Tax rebate cut lowers textile exporters' passion

By Dai Yan (chinadaily.com.cn)
Updated: 2007-09-18 15:51

Fewer Chinese textile manufacturers took part in the third bidding for quotas to export to the United States. Their diminished passion is the result of the recently lowered export tax rebate for garments, export limits for processed yarn and cloth, and appreciation of the yuan, said a veteran analyst.

The China Chamber of Commerce for Import and Export of Textiles announced the bidding results to the US yesterday. Altogether 2,263 manufacturers nationwide won the bidding, accounting for 76.71 percent of qualified exporters.

Participation levels dropped by at least five percent compared with the past two biddings this year, according to Wang Qianjin, general manager of webtextiles.com, the Chinese textile industry web portal.

The textile export bidders were attracted to a handful of popular categories of exports going to the US. Exporters of cotton trousers and fiber woven shirts won bids for 93 percent of the quotas in these categories, while the bidders only won less than 60 percent of those for bras and plant fiber trousers.

China lowered the export tax rebate rate for garments to 11 percent from July 1, and listed yarn and cloth as processed goods subject to export limits in August, impacting textile exporters, said Wang.

The rising yuan also held back exporters, he added.
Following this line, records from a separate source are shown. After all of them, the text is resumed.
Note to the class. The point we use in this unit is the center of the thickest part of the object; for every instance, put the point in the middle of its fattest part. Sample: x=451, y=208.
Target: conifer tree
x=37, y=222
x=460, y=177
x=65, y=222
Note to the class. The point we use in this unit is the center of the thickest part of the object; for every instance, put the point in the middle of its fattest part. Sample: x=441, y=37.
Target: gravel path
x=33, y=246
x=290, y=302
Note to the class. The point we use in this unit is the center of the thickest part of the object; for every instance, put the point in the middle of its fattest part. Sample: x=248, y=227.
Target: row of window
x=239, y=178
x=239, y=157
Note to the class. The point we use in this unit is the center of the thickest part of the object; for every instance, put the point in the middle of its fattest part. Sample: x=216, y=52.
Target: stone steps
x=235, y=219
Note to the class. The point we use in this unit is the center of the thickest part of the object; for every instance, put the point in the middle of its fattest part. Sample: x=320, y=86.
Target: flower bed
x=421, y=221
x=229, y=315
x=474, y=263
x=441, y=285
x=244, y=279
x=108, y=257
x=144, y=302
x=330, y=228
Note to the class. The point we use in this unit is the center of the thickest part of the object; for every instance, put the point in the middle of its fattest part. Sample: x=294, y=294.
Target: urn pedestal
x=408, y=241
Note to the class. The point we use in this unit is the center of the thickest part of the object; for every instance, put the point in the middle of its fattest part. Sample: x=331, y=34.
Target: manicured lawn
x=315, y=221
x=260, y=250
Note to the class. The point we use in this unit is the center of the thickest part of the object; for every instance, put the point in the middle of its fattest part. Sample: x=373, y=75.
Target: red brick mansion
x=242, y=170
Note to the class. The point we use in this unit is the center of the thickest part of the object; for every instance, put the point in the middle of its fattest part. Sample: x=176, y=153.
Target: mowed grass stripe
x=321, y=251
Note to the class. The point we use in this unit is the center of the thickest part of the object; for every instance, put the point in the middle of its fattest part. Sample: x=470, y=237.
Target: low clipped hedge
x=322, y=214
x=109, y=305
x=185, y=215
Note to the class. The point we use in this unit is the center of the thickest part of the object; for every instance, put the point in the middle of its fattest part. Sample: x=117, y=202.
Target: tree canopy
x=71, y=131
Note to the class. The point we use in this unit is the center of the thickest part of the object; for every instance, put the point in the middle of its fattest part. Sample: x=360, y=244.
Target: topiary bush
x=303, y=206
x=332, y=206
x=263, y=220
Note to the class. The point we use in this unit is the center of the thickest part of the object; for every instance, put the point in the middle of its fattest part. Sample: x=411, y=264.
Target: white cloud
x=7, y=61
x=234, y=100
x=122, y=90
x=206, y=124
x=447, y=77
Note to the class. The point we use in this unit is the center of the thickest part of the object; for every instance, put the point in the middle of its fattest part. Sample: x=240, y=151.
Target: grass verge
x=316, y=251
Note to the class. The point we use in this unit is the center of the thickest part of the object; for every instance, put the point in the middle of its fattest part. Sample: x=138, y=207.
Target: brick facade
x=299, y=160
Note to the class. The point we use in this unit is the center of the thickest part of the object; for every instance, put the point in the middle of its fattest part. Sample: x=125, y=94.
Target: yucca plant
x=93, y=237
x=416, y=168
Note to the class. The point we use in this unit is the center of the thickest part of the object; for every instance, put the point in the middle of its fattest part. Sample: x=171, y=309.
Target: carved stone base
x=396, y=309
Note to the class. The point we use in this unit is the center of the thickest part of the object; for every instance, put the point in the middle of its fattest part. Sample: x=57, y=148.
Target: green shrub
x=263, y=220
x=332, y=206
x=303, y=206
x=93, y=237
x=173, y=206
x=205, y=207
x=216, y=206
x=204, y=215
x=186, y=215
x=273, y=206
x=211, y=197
Textiles and garment export growth is expected to slow down in the fourth quarter of the year.

The top five municipalities and provinces by the number of bid winners were Guangdong (817), Zhejiang (461), Jiangsu (355), Shanghai (201), and Shandong (118).

In the first seven months, conventional trade value grew faster than the processing trade value of textiles and garment exports, and accounted for 72 percent of the total.

The European Union was China's largest textiles and garment export destination, followed by the US, Hong Kong and Japan. The four locations accounted for 54 percent of the total export value.